Create the Dokku app
First off, you'll need to do the Dokku setup process. Simply go to your DigitalOcean IP address and you should see a splash page asking for your ssh public key. Insert that if it's not auto-filled and then set up your domain preferences. I suggest using the subdomain version rather than the default port based version. The rest of this guide will assume you've got the subdomain setup selected.
Next up you'll need to use the Dokku CLI to create the app as a place to deploy to and link it to a database (we'll use Postgres). To do so, ssh into your server with your newly created user from the step above. Then run these commands line by line to set up your Dokku app on the server (replace myApp and myAppDB with your desired app/database name):
dokku apps:create myApp
dokku domains:add myApp
dokku plugin:install https://github.com/dokku/dokku-postgres.git postgres
dokku postgres:create myAppDB
dokku postgres:link myAppDB myApp
dokku plugin:install https://github.com/dokku/dokku-letsencrypt.git
dokku config:set --no-restart myapp DOKKU_LETSENCRYPT_EMAIL=myemail@email.com #use your real email here
dokku letsencrypt myApp
Some of these commands may require sudo
What you're doing in these commands is creating the "app" in Dokku as a space to deploy to. You're then creating a Postgres database and linking it to the app so it can access. Finally, we're setting up LetsEncrypt to give your app HTTPS for free! You can always refer to the Dokku documentation for more in depth understanding as well.

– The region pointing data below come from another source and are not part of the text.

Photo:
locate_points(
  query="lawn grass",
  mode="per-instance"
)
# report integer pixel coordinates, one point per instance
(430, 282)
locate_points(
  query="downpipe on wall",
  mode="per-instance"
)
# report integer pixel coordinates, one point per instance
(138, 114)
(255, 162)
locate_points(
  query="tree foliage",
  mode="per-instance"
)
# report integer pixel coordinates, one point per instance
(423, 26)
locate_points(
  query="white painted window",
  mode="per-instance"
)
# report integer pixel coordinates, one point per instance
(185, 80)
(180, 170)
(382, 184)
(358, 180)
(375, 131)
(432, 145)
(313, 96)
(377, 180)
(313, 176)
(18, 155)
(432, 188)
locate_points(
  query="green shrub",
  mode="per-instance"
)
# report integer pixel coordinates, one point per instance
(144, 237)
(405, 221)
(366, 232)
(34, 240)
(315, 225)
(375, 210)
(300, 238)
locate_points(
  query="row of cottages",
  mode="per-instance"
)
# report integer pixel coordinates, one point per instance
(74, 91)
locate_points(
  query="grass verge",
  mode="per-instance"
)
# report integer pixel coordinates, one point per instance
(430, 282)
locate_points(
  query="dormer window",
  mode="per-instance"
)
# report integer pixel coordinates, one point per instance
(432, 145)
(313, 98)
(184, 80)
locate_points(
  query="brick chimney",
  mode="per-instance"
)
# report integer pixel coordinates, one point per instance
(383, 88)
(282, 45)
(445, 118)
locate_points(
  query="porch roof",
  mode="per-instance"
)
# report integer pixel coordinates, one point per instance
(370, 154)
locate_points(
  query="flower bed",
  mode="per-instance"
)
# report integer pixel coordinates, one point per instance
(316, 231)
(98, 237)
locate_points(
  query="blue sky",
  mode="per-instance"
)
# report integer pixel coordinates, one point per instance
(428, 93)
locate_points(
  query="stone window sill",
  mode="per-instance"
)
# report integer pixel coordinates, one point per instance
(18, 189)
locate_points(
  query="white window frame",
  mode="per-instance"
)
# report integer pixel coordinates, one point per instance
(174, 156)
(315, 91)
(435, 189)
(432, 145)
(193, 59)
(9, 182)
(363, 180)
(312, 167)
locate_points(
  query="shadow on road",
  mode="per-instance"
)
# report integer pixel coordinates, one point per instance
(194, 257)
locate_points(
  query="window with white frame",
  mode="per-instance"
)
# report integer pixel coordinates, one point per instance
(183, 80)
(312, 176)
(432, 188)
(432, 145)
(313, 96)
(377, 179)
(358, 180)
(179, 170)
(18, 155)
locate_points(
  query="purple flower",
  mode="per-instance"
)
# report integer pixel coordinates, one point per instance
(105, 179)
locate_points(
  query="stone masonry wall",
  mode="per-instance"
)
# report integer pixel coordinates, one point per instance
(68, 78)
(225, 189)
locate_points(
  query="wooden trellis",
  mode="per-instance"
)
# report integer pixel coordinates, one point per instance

Set up your local development environment for deployment
I'll assume that you've set up a Strapi server locally. If not, go to the Strapi site to do a walkthrough. Because Strapi defaults to SQLite, we'll need to configure it to use Postgres when it's in production mode (deployed). To handle that, you'll need to add two npm modules via yarn or npm. I'll use npm here:
npm install pg-connection-string pg
Up next, we'll configure the database file to tell Strapi to use Postgres when it's in production mode:
const parse = require('pg-connection-string').parse;
const config = parse(process.env.DATABASE_URL);
module.exports = ({ env }) => ({
defaultConnection: 'default',
connections: {
default: {
connector: 'bookshelf',
settings: {
client: 'postgres',
host: config.host,
port: config.port,
database: config.database,
username: config.user,
password: config.password,
},
options: {
ssl: false,
},
},
},
});
/config/env/production/database.js You're ready to deploy! We'll need to initialize git before deploying and remove package-lock from git as well to make sure everything goes smoothly. Run the below commands line by line:
git init
git add .
git commit -m "initial"
git remote add dokku dokku@myapp.mydomain.com:keebcentral
git push dokku master
Go to your domain with /admin
at the end of the URL and you should see the Strapi setup page!
Set up S3 for Image/Media Hosting
Since you're using a Heroku like production environment, you'll need to use S3 to host your images. Luckily, Strapi has great instructions on how to do so here.
Connect to your Postgres Database
As a bonus, let's walk through how to connect to your Postgres Database from your machine. I'm using PSequel but any Postgres client that can connect through SSH will work for this.
With the DigitalOcean Dokku droplet you only have access to a few ports, so you won't be able to connect directly to port 5432 which Postgres runs on. Therefore, you'll just need to SSH into the server first and then connect to the database. We'll also need to expose the port from the Dokku container to the account. We'll start there.
dokku postgres:expose myAppDB 5432
That will expose the database port to the host so you can connect to it. Now you're ready to connect via PSequel. Simply fill in the relevant fields and you should see your database!
Conclusion
Now you've got a Strapi server with automated deployment via git and a production database you can connect to. Enjoy your new Strapi server!